The first of which – Last Monday (the Monday after her death) I decided to go crazy and write a book in a day. For those of you who would wish to attempt this feat, here’s what you have to do in a nutshell: type 8 pages an hour for 24 hours.

I was unsuccessful.

But I think I’ve figured out the emotional component that made me want to attempt such a reaching kind of thing. It’s this: my grandmother never read anything I wrote. Because I’ve never really finished a draft that I was proud to show her, or the readers that surround me. I have the rough drafts and sketches and all that stuff we writers accumulate. I’ve shown these things to my fellow writers, but not to any readers.

Which, I’ve decided, is stupid.

What the hell am I doing this for if it isn’t for people to read the stories?

I’m over halfway there for my book-in-a-week. And I think it’s accomplished a multi-purpose emotional set of tasks:

1. I know that I can finish a rough draft relatively quickly – even quicker than a NaNo pace. So that has given me a sense of time…I have plenty of it to accomplish the telling of stories.

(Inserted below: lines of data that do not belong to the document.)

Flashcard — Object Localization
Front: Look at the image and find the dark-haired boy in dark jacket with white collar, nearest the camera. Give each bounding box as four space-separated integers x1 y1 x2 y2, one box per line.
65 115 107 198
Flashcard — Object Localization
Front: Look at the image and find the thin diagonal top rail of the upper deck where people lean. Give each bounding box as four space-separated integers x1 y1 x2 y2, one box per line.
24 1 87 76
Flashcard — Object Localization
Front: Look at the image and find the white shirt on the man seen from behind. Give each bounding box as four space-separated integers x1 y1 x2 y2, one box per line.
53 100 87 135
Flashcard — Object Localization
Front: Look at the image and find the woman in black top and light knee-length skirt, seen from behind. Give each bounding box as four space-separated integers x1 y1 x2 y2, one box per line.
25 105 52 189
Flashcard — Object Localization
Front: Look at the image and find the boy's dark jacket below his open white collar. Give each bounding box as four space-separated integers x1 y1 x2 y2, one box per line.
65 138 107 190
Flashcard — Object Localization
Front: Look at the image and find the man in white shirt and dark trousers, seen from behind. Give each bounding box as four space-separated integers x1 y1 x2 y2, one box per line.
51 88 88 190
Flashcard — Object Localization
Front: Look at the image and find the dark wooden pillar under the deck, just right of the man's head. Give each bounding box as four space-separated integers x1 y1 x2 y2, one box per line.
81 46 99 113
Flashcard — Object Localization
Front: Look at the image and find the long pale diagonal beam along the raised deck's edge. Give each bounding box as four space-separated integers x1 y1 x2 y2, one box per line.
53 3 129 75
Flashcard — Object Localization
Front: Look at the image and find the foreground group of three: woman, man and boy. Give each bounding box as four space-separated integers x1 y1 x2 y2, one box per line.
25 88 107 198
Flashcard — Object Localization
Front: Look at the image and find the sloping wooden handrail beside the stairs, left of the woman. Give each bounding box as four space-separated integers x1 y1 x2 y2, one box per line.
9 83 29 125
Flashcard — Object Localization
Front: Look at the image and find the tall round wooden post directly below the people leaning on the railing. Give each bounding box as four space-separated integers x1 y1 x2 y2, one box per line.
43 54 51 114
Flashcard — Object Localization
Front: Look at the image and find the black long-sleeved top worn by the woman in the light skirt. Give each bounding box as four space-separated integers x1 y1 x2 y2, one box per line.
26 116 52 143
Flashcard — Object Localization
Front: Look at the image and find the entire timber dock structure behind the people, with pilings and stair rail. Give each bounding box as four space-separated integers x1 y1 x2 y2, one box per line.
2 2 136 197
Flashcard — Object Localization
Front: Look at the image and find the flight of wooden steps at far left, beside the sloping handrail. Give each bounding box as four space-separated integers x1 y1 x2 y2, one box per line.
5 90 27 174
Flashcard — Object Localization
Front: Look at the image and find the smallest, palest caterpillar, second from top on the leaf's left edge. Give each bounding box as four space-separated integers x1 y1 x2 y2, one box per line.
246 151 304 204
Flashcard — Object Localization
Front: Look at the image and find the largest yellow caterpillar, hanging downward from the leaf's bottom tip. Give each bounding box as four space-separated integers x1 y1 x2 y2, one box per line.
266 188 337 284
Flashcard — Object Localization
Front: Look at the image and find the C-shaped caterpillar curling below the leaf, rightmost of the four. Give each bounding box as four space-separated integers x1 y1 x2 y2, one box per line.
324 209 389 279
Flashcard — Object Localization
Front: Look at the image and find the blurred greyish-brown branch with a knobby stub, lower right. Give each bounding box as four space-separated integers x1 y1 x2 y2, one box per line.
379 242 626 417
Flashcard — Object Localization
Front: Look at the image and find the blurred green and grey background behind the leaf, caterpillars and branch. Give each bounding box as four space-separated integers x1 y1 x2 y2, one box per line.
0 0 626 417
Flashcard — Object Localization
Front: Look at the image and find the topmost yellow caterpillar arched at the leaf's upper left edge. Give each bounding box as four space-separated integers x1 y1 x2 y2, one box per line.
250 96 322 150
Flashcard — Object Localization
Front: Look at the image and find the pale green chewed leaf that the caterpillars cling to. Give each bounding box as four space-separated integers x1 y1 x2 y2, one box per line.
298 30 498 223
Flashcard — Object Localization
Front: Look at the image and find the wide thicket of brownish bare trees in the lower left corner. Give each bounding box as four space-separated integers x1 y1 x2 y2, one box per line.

2. Writing is fun. Don’t focus on the publishing, people. If you’re focusing on the publishing and ‘business’ elements, you’re not writing anything anyone wants to read. I’m sorry, but that’s just the truth. If you just take the time to cut loose and enjoy yourself, you’ll accomplish a lot more and have more fun doing it.

3. Be willing to show the people you love what you’re up to. I’m sure a lot of you have read the Door Open/Door Closed section of Stephen King’s On Writing. He’s describing writing with the door closed and then, when the rough draft is finished there’s this offhand line: “it’s time to give up the goods.” I hadn’t thought much of that line – it seemed to me that he was saying “show it if you wanna show it.”

But what it really means is: Give up the goods.

(Profound, I know.)

Yes, there’s editing to do. Yes, you’re gonna change things. But the people that love you and surround you want to see some evidence of what you’ve been up to. Some of them actually want to read it and give you encouragement/advice/their opinion. Don’t spoil it for them.  
***If they actually read it you also get the added bonus of having something to discuss with them – what they think, what they dislike, what they were impressed by, and what they wished they didn’t know about you.***

4. Palate cleanser. I needed a break from the two humungous projects I’ve been working on. (One in a first draft bang-it-out state of affairs, and the other in a rewrite phase.) I’ve realized that I have a ton and half interesting ideas and that it’s okay to splurge and refresh every now and then. I don’t think I could’ve emotionally dealt with the two in-progress projects last week – I’ve placed too much on them intellectually and emotionally. A fuck-it-whatever piece was just what I needed to recollect myself.

That’s what I’ve learned this past week-and-half-or-so. What’ve you guys been up to?

P.S. In case you’re wondering – the novel is a steampunk romance mystery with Jack the Ripper. I think it might make an interesting series…we’ll see!